Show that if the sequence $X_1, X_2,\ldots$ converges to a constant $\theta$ in probability then it converges to $\theta$ in distribution

Can't seem to figure it out. Any assistance would be greatly appreciated!

  • 1
    It's worth noting that the converse is also true.2011-10-31

1 Answers 1

6

A characterization of convergence in distribution of $(X_n)$ to $\theta$ is the fact that $\mathrm E(h(X_n))\to h(\theta)$ for every continuous bounded function $h$. Once you start with this, the road is clear: decompose the difference $\mathrm E(h(X_n)-h(\theta))$ into a part where $X_n$ is close to $\theta$ and a part where $X_n$ is not.

More precisely, assume that $|h(x)|\leqslant M$ for every $x$ and choose a positive $\varepsilon$. Since $h$ is continuous at $\theta$, there exists $\delta$ such that $|x-\theta|\leqslant \delta$ implies $|h(x)-h(\theta)|\leqslant\varepsilon$, hence $ |\mathrm E(h(X_n))-h(\theta)|\leqslant \mathrm E(|h(X_n)-h(\theta)|)\leqslant2M\mathrm P(|X_n-\theta|\geqslant\delta)+\varepsilon. $ When $n\to\infty$, $\mathrm P(|X_n-\theta|\geqslant\delta)\to0$ hence $\limsup|\mathrm E(h(X_n))-h(\theta)|\leqslant\varepsilon$. This holds for every positive $\varepsilon$ hence $\mathrm E(h(X_n))\to h(\theta)$.

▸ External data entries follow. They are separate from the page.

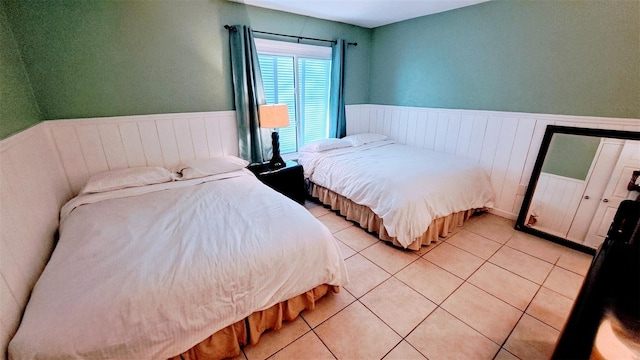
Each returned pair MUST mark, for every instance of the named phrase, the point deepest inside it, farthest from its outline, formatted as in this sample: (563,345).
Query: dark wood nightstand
(288,180)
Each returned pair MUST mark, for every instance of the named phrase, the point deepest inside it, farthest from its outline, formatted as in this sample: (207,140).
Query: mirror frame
(544,148)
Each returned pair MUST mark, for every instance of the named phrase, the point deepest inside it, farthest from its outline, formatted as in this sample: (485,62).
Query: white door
(597,182)
(614,194)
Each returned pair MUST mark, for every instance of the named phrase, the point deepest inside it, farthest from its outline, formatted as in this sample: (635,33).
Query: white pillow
(325,144)
(124,178)
(361,139)
(198,168)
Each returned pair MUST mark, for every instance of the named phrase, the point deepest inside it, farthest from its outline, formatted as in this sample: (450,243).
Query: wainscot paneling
(90,146)
(506,144)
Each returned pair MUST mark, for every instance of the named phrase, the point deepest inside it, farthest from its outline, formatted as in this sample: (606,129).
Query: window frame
(295,50)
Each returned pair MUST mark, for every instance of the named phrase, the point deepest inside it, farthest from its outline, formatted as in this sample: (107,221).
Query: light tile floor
(485,292)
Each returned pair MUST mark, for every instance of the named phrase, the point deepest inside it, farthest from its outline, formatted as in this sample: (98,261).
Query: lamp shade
(274,116)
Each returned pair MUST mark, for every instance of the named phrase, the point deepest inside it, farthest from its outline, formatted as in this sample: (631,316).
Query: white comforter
(151,275)
(407,187)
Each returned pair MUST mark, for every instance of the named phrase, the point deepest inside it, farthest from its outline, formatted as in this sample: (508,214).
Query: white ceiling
(365,13)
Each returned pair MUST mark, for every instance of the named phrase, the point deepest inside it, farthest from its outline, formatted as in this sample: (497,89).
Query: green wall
(75,58)
(570,155)
(555,57)
(110,58)
(18,107)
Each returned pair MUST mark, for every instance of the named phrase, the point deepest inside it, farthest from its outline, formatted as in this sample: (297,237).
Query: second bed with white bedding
(406,187)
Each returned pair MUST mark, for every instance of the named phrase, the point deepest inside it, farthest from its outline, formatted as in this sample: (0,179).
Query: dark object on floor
(605,319)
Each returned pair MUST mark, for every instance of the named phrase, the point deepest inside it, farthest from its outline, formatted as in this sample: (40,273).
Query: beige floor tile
(334,222)
(505,355)
(328,306)
(319,211)
(492,227)
(346,251)
(550,307)
(426,248)
(535,246)
(363,275)
(404,351)
(442,336)
(398,305)
(454,260)
(504,285)
(308,347)
(522,264)
(356,238)
(564,282)
(274,340)
(532,339)
(575,261)
(487,314)
(356,333)
(474,243)
(429,280)
(389,257)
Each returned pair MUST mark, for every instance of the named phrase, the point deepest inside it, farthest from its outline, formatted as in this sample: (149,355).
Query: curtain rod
(233,28)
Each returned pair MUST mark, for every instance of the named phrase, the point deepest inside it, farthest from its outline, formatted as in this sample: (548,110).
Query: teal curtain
(337,117)
(254,144)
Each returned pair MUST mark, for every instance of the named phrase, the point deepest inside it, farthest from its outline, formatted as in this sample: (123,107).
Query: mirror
(580,177)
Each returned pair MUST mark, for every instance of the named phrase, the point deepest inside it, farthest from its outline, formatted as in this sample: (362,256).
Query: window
(298,75)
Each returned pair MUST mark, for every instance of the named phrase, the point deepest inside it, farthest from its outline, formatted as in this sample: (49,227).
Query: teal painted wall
(110,58)
(18,107)
(570,155)
(554,57)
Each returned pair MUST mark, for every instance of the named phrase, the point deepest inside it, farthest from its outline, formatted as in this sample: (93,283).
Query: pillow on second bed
(198,168)
(325,144)
(125,178)
(361,139)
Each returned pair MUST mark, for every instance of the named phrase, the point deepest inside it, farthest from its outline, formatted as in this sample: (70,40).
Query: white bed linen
(151,275)
(407,187)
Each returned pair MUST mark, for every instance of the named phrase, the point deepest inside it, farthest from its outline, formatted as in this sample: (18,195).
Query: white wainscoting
(506,144)
(554,190)
(44,166)
(90,146)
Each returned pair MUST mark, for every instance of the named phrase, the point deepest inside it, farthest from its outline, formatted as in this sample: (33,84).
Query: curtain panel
(253,142)
(337,117)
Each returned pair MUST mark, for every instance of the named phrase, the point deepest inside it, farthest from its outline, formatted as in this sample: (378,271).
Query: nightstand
(288,180)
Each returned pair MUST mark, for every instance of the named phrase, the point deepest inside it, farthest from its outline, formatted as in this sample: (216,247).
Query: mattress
(406,187)
(149,272)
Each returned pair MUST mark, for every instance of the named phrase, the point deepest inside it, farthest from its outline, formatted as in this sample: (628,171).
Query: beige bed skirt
(440,227)
(226,343)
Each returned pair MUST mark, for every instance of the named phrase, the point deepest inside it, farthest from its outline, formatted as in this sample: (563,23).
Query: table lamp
(274,116)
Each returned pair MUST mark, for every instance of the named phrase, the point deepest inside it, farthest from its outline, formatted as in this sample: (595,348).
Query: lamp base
(276,161)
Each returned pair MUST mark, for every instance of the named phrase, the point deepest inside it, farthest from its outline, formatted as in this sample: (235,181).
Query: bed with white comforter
(148,272)
(407,187)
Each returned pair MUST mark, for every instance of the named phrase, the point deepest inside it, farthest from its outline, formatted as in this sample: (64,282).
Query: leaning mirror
(579,179)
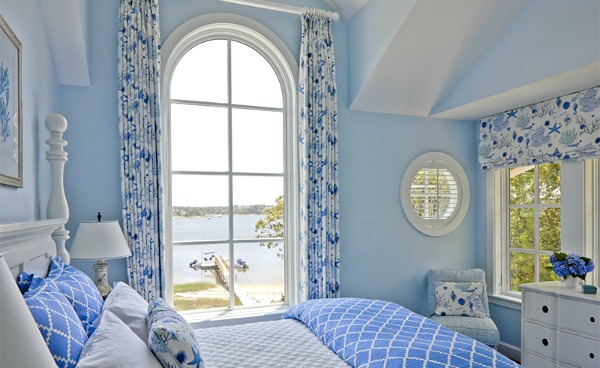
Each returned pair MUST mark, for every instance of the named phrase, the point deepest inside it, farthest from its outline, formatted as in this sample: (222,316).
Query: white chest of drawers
(559,327)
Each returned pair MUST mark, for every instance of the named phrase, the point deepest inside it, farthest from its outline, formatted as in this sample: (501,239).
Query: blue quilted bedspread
(375,333)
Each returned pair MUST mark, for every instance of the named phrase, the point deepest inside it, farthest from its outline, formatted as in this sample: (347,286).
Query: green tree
(272,226)
(522,222)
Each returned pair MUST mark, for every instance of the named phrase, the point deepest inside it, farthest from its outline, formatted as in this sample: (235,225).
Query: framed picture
(11,117)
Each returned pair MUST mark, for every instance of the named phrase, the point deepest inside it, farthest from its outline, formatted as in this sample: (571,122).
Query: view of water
(265,266)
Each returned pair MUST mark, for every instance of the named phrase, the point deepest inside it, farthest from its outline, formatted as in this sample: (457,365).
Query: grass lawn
(182,303)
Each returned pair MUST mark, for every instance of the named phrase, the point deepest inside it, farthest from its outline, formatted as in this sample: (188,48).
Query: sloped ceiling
(432,50)
(467,59)
(425,57)
(66,26)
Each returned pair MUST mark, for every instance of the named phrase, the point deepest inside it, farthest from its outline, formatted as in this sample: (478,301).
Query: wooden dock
(223,276)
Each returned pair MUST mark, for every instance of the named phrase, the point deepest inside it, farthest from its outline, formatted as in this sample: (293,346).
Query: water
(266,268)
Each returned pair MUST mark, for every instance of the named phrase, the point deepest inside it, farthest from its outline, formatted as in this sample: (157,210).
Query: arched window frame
(273,49)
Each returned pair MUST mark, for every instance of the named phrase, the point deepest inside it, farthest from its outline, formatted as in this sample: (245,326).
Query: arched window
(230,176)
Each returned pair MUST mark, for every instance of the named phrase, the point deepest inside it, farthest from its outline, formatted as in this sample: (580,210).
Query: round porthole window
(435,193)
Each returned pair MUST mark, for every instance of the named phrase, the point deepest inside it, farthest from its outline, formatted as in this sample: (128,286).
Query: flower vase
(570,282)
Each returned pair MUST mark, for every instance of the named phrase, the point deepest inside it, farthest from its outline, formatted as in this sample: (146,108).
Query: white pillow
(459,299)
(113,344)
(130,307)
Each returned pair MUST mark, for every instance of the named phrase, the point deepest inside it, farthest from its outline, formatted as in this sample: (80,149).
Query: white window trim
(428,226)
(497,220)
(285,66)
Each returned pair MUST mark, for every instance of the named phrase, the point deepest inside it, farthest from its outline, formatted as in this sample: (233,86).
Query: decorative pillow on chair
(24,281)
(60,326)
(130,307)
(171,338)
(79,290)
(459,299)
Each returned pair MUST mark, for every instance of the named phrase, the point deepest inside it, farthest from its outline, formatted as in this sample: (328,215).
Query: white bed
(31,246)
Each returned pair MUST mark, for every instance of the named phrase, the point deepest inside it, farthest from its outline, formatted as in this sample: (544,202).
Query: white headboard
(30,245)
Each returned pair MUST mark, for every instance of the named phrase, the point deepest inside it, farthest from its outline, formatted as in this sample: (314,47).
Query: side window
(230,189)
(534,222)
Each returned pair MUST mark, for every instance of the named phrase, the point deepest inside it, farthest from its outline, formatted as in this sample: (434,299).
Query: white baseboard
(511,351)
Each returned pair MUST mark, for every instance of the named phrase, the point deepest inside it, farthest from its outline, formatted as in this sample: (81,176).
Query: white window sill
(223,317)
(505,301)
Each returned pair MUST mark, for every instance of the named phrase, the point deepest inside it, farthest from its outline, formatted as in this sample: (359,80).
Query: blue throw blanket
(375,333)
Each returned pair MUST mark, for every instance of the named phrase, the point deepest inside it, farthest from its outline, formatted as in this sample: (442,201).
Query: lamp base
(101,280)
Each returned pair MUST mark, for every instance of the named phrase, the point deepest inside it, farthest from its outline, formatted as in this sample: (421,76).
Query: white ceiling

Nota: This result (convergence in probability implies convergence in distribution) holds for every limit in probability, not necessarily deterministic. As @Nate mentioned in a comment, the reverse implication (convergence in distribution implies convergence in probability) is true as well, but only when the limit is almost surely constant.